In this unit we will learn two new note values and a rest, as well as a new concept — the rhythmic dot. When a dot is placed at the right side of a notehead, it indicates that half of the note value is added to its length. Therefore, the dotted half note is equal to a half note tied to a quarter note, as shown below. In 3/4 and 4/4, the dotted half note is equal to three beats. Dotted half notes will never occur in 2/4 because they have too many beats for one measure.
The whole note is equal to four quarter notes tied together, or four beats in 4/4. We will never see a whole note in 2/4 or 3/4 because they are too long. The whole note looks different from all of the other notes we have covered because it doesn’t have a stem.
The whole rest is unlike any other rhythmic value because its duration changes depending on the time signature in which it is used. The whole rest indicates that the entire measure should be silent. Therefore, in 2/4 the whole rest is equal to two beats, in 3/4 it is equal to three beats, and in 4/4 it is equal to four beats. The whole rest looks very similar to the half rest, but it is placed just below the staff line, as shown below.
Unit 4 Practice Tools:
Exercises: Play exercises with dotted half notes, whole notes, and whole rests.
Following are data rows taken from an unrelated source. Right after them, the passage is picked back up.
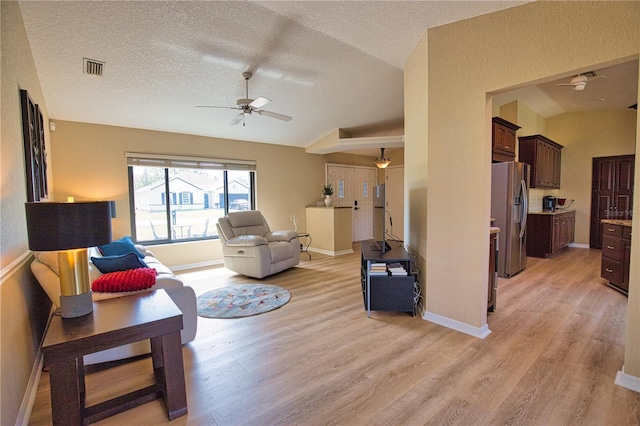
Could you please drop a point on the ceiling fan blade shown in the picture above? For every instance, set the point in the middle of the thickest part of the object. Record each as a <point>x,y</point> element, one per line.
<point>237,119</point>
<point>275,115</point>
<point>212,106</point>
<point>260,102</point>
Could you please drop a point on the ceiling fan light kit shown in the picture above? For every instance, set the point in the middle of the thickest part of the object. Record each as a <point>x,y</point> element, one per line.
<point>247,106</point>
<point>579,82</point>
<point>382,162</point>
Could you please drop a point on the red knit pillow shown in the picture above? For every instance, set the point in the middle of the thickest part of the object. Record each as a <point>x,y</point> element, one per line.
<point>129,280</point>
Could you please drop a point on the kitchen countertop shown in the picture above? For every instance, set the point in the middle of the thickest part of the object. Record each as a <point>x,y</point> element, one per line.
<point>617,222</point>
<point>557,211</point>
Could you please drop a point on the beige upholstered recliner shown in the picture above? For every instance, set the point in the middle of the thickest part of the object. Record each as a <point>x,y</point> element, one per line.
<point>250,248</point>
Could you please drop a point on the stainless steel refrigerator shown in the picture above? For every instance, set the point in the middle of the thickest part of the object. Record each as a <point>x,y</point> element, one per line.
<point>509,207</point>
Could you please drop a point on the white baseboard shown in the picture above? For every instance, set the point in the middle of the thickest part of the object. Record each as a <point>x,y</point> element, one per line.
<point>29,397</point>
<point>197,265</point>
<point>627,381</point>
<point>579,245</point>
<point>329,252</point>
<point>479,332</point>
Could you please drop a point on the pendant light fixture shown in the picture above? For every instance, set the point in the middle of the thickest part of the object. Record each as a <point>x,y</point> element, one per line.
<point>382,162</point>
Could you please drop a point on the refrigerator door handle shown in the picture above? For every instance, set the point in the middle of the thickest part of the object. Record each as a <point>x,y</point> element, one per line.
<point>525,207</point>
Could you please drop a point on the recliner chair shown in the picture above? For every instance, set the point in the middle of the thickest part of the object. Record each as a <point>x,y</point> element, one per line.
<point>250,248</point>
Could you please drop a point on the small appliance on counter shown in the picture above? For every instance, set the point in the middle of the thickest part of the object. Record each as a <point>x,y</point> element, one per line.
<point>549,203</point>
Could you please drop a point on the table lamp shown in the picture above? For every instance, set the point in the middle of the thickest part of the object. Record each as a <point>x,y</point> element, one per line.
<point>70,228</point>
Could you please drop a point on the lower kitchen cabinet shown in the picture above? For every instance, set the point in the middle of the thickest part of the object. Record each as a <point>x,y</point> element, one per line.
<point>616,253</point>
<point>548,233</point>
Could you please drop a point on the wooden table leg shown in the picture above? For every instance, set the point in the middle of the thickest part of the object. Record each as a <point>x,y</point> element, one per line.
<point>66,400</point>
<point>169,372</point>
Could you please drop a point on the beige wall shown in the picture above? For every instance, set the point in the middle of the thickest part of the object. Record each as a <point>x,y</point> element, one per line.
<point>586,135</point>
<point>24,307</point>
<point>416,85</point>
<point>466,61</point>
<point>91,164</point>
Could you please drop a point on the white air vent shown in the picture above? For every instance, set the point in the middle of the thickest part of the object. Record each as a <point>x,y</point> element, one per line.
<point>92,67</point>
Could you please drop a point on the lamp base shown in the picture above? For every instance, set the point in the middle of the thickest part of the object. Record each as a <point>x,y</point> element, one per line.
<point>76,305</point>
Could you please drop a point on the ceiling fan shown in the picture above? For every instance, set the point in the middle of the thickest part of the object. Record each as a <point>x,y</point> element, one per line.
<point>579,82</point>
<point>247,106</point>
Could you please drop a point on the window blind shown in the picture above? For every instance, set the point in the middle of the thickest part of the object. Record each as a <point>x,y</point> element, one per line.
<point>172,161</point>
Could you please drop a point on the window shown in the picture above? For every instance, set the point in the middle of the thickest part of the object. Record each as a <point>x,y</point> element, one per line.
<point>181,198</point>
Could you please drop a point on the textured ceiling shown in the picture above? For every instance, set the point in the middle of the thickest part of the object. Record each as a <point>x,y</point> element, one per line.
<point>616,89</point>
<point>327,64</point>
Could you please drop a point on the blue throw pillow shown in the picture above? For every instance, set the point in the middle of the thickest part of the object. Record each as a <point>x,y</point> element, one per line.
<point>118,263</point>
<point>122,246</point>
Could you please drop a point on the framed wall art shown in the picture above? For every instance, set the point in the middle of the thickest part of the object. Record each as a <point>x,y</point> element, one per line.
<point>35,156</point>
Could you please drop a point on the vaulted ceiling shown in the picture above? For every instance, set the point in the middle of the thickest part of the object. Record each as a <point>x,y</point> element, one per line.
<point>327,64</point>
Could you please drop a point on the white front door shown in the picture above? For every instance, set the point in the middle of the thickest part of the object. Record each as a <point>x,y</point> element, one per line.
<point>395,201</point>
<point>365,180</point>
<point>352,187</point>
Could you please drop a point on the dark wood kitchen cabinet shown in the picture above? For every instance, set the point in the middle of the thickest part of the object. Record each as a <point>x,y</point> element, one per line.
<point>549,233</point>
<point>503,140</point>
<point>611,193</point>
<point>544,157</point>
<point>616,253</point>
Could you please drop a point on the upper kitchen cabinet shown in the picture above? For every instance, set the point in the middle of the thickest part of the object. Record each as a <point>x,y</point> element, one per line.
<point>504,140</point>
<point>543,155</point>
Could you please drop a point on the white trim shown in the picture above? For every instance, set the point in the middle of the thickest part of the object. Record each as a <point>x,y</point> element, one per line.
<point>29,397</point>
<point>479,332</point>
<point>162,160</point>
<point>14,266</point>
<point>627,381</point>
<point>197,265</point>
<point>329,252</point>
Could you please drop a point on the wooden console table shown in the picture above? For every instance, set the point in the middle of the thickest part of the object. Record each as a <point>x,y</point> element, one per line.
<point>116,322</point>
Patterns: Dotted half note, whole note, and whole rest rhythm patterns.
Melodies: Dotted half note, whole note, and whole rest melodic phrases.
There are fewer rhythm exercises in this unit because there are fewer combinations of notes when we use whole notes and dotted half notes. However, don’t be deceived by the simple appearance of these rhythm figures. One of the most common errors of students is to miscount the duration of long notes. Make sure to use a metronome and count every beat of every measure carefully. It is very helpful to use a talking metronome, like the ones found on the Music All the Time website. Also, clap and count and play along with the audio and video recordings for this unit.